One of the purposes of the GREAT program is to supply sufficient non potable water that can be used for irrigation and non drinking purposes so that potable water is available. The GREAT Water has to be delivered in order for it to be used. A major water user, Proctor and Gamble needs clean water. It uses imported water, water that is not mixed with city water and pays for the water at local rates, not the imported rate. The difference is subsidized by all the other water users. GREAT Water is priced to be 85% of the rate charged for industrial users. It is my understanding that Proctor and Gamble is willing to use GREAT Water rather than imported water because the GREAT Water is cleaner than imported water. The GREAT Water needs to be delivered to them, but it will cost several million dollars to build a pipeline from Ormund Beach, where the GREAT Water is being generated to Proctor and Gamble on Rice Avenue. It is conceivable to build a GREAT Water line up Rose Avenue, similar to the GREAT Water line that transverses Ventura Avenue. The GREAT Water lines can have lateral water lines to provide non potable water to irrigate the landscape at schools, parks, and street medians. These lateral line will also be capable to deliver non potable water to industrial parks to service companies whose needs are similar to that of Procter and Gamble.

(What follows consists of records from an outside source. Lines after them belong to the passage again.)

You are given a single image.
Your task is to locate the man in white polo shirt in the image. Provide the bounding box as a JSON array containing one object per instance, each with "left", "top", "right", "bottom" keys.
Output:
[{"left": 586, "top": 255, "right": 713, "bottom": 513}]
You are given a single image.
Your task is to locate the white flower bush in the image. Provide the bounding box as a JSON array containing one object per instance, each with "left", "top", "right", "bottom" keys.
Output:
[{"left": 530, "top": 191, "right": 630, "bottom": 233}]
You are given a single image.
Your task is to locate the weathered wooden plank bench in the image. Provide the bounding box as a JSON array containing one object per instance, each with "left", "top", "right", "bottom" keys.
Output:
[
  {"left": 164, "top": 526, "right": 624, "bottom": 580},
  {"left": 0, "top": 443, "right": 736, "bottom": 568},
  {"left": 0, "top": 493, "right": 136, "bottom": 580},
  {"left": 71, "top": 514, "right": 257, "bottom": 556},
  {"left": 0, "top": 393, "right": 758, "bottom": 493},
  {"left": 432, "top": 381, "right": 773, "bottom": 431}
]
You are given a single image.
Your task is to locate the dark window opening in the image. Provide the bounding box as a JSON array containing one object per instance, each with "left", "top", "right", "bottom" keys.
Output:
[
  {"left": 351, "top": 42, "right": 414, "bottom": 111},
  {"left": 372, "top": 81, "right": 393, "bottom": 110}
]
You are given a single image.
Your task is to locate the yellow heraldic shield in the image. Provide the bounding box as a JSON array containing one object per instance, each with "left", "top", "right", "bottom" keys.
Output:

I estimate that if 18,000 units (less than 3 skids) of GREAT Water can be sold at the rate set by Oxnard City Council in the Summer of 2012, the unit cost of the GREAT Water would be close to $1,300 per unit, the price the water is being sold; a break even opportunity. The cost would be less than the $2,000 per unit of future expected costs of imported water. I estimate that if 2 skids of GREAT Water were sold, the unit cost of that water would be close to $1,600 per unit.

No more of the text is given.